Comment by smallmancontrov

16 hours ago

Does anyone know where that style came from? Did it become popular in listicles or on github or something? Or is there one person deep inside OpenAI or Anthropic who built the synthetic data pipeline and one day made the decision on a whim to doom us to an eternity of emoji bullet points?

18 comments

smallmancontrov

mediaman 16 hours ago

I think it likely performed well in A/B preference tests with chat users.

I've noticed Claude does far fewer listicles than ChatGPT. I suspect that they don't blindly follow supervised learning feedback from chats as much as ChatGPT. I get Apple vs Google design approach from those two companies, in that Apple tends not to obsess over interaction data, instead using design principles, while Google just tests everything and has very little "taste."

In general I feel like the data approach really blinds people to the obvious problem that "a little" of something can be preferable while "a lot" of the same is not. I don't mind some bullet points here and there but when literally everything is in bullet points or pull quotes it's very annoying. I prefer Claude's paragraph style.

I suppose the downside is that using "taste" like Apple does can potentially lead a product design far, far away from what people want (macOS 26), more so than a data approach, whereas a data approach will not get it so drastically wrong but will never feel great.

rororournouh 16 hours ago
I’m given to understand that Anthropic uses something called Constitutional AI, where there is a central document of desirable and undesirable qualities (as well as reinforcement learning) whereas OpenAI relies more heavily on direct human feedback and rating with human trainers evaluating responses and the model conforming to those preferences.
I also much prefer the output of Claude at present.
- kccqzy 15 hours ago
  
  Yeah and for much of the HN crowd, we aspire to have better tastes than the average. So if the supervised learning uses average human trainers it will most likely be seen as having poor taste for much of HN.
  
  1 reply →
jimbokun 10 hours ago

I think the “taste” approach at Apple died with Steve Jobs.
tikhonj 11 hours ago

Eh, Facebook today is farther from what anybody "wants" than macOS 26, and Facebook is about as blindly data-driven as they come.
Turns out you can get away with a lot when you have a quasi-monopoly on an addictive product, and you buy out your realistic competitors...
stefan_ 4 hours ago
There was a time when also Claude would absolutely fill code with emojis, which is why now their system prompt has
> Claude does not use emojis unless the person in the conversation asks it to
- tardedmeme 2 hours ago
  
  I think it's funny how we are all tweaking LLM output by adding instructional tokens instead of, say, finding a vector that indicates "user asked for emojis", and forbidding emoji tokens in the sampling unless that vector passes a threshold.

Aurornis 15 hours ago

I first noticed it when Notion became popular.

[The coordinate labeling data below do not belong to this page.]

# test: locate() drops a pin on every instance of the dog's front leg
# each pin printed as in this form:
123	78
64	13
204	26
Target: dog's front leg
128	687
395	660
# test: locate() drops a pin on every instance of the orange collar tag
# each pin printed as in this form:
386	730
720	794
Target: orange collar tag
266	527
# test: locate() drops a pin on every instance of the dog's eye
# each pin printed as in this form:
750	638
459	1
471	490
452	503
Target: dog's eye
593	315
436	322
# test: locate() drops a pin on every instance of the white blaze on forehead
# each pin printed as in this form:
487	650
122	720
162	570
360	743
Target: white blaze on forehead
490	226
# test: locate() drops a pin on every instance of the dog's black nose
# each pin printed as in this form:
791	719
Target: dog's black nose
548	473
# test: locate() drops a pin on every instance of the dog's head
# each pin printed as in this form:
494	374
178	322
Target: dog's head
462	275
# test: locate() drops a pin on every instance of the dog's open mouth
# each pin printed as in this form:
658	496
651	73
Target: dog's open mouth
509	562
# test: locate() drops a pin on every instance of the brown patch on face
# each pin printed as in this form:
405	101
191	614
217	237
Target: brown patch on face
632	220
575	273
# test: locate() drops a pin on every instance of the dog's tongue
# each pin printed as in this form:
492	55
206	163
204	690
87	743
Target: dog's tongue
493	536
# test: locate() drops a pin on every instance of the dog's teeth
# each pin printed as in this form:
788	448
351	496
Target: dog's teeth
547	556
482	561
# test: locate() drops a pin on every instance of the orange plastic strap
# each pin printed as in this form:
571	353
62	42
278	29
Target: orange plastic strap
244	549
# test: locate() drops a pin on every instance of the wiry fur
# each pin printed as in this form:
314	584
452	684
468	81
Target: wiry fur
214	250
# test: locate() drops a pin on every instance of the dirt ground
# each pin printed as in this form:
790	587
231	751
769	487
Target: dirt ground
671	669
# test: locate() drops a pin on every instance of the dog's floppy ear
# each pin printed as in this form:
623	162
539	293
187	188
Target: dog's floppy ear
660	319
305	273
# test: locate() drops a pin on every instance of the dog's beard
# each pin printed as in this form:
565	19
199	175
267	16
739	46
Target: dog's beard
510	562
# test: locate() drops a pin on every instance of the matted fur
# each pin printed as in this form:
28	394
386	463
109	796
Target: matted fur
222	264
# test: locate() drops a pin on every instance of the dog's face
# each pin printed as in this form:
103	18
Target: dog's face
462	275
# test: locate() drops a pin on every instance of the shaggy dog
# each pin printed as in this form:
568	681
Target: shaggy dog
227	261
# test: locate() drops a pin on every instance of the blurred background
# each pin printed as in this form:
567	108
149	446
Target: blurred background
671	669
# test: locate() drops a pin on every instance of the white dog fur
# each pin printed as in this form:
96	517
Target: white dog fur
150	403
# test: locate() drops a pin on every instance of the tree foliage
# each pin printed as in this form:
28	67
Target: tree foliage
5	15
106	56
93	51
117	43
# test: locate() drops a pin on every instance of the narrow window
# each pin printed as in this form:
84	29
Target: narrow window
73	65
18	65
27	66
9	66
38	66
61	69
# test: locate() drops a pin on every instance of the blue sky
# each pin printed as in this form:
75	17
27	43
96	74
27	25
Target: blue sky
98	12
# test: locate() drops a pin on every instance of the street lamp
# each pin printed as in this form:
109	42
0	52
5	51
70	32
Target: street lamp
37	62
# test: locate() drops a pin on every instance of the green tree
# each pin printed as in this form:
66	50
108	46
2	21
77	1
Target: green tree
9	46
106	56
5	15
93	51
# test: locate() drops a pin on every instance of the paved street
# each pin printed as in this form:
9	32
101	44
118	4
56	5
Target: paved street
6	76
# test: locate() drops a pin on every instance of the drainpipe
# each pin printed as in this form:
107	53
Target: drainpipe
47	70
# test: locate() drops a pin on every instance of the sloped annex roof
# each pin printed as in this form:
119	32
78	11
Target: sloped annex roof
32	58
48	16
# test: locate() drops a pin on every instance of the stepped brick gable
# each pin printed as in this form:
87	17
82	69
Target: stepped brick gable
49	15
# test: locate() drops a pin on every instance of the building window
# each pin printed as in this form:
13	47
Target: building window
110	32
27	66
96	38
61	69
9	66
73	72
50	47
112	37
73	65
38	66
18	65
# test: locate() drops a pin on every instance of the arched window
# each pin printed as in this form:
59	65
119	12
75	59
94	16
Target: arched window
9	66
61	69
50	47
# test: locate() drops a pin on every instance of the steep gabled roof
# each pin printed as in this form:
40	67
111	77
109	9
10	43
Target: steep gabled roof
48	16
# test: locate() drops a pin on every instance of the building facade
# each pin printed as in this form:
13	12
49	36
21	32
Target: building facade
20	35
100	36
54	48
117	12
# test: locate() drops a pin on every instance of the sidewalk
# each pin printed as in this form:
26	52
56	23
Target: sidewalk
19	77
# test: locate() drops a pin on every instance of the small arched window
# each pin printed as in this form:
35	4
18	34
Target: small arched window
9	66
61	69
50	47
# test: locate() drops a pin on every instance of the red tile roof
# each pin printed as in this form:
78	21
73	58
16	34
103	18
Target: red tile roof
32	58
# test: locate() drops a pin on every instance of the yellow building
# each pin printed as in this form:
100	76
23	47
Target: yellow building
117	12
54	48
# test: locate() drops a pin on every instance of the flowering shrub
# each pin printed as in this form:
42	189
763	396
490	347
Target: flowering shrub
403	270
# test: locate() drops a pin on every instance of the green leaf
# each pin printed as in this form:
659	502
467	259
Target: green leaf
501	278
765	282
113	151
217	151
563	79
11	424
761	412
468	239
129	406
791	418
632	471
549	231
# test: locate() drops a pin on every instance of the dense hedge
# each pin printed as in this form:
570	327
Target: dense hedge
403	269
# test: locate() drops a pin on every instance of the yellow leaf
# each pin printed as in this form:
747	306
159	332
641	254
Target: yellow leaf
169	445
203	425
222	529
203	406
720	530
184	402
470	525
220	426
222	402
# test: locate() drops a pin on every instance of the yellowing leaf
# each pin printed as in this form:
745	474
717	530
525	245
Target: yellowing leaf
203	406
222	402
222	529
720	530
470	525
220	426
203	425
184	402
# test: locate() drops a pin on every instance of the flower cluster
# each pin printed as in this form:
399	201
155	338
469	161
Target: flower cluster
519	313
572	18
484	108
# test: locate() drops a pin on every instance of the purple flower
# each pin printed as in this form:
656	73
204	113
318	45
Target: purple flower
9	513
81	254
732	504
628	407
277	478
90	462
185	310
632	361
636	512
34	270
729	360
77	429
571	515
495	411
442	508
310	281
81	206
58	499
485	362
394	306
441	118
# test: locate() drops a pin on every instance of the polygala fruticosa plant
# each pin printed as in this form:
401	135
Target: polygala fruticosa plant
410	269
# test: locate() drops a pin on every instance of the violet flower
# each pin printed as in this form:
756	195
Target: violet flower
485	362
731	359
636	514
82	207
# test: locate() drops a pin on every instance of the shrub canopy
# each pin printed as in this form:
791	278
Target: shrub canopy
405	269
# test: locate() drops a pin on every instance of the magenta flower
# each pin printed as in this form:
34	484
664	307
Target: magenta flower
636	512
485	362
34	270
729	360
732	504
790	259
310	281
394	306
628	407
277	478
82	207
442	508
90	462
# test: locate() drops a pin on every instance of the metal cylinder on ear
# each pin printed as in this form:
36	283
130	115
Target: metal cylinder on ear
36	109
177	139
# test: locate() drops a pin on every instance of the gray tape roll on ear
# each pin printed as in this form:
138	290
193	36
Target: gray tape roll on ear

All of the PMs I interacted with across companies started using Notion for everything at the same time. Filling Notion documents with emojis was the style of the time.

This slightly pre-dated AI tools becoming entirely usable for me.

ex-aws-dude 10 hours ago
Was going to say the same
Notion-core
- mikestorrent 7 hours ago
  
  Insert the grug IQ curve meme here. Some folks really like to hyper-optimize on tooling side quests.

xmcqdpt2 13 hours ago

It's the style of "blazing fast library made with :heart: in rust :crab:" that was popular in github README.md. My guess is that because the models are told to use md they overfit to the style of md documents too.

hilariously 14 hours ago

First saw it in overly peppy Rails libraries and using gitmoji more than 10 years ago.

mikestorrent 7 hours ago

Imagine how much work that all took... carefully colourizing your CLI.... and now it just gets spat out

dspillett 13 hours ago

Both predate common use of LLMs, unless my memory is even more shaky than usual on this. I'm sure I saw them appear a fair amount on GitHub and related project pages, but I couldn't tell you more specifically how they started & grew.

Somehow they must have been over-represented in the training data (or something in the tokenising/training/other processes magnifies the effective presence of punctuation) because I don't remember them being that common and LLMs seem to love spewing them out. Or perhaps it is a sign of the Habsburg problem: people asked LLMs to produce README files like that because they'd seen the style elsewhere, it having spread more organically at first, and the timing was just right for lots of those early examples to get fed back into training data for subsequent models.

dwedge 14 hours ago

It was an annoying way of writing on places like LinkedIn and marketing copy for 3 or 4 years before LLMs appeared on the scene. I remember realising that I can't read them (my brain jumps between the words and the picture making it hard to focus on the content) before AI appeared.